“I’m sorry!” “I am sorry!” “I’m sorry, and I will never do that again!” When in the madness, how many times did you say this? And REALLY MEAN IT THIS TIME? It was usually said with attitude. Probably to the very same people that you are getting ready to make amends to now? How many times did they hear it and just KNOW that you would really do it all again? Probably thinking “Oh, oh. I wonder what they are going to do now?” “I’m sorry” was a regular stated mantra. Regularly stated but rarely believed.
Nowhere in the Big Book of Alcoholics Anonymous does it state in the amends portion of the Steps that we say “I’m sorry!” Webster’s Dictionary defines making amends as “to do something to correct a mistake that one has made or a bad situation that one has caused.” How do we “correct a mistake” as described above? We may very well apologize. Then one must “correct a mistake or bad situation.” This is done by actually changing the behavior and attitude that caused the problem in the first place.
As with any change that is being considered, start with the shortened version of the 3rd Step. Simply say “God help me!” Then, lead off with something similar to stating that you know that you did wrong to them. Ask what they think you could do to make it right. Further, explain that you are not the same person you were then. You are willing to consider their recommendations. Then, not only tell them that you are different, but show them that you do not have this same attitude or behavior. This may take time. The BIG difference, this time, is that as time goes on, you are continually living your words. We used to call these attempts of saying “I’m sorry” empty promises. In the streets we called it “All yack and no shack!”

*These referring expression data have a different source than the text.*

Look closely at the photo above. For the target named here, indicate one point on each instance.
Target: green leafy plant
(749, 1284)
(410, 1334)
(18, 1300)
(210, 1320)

Will everyone accept these attempts at amending the situation happily? No! But the beauty of it all is that you have cleaned off your own side of the street. No longer do you have the wicked thoughts of past actions rattling around in your mind. Remember, we are only as sick as our secrets and you have done your best to identify your secrets with your inventory Steps. And now are doing your best to amend the situations. If they do not want to listen or accept your amends, this is no longer your problem It is THEIRS!
This brings to mind the saying “Change your thinking, change your life!” This is so true. When you change your thinking, your actions follow right along. Not only will you feel much better about yourself and others, many others will also feel better about you. God bless you!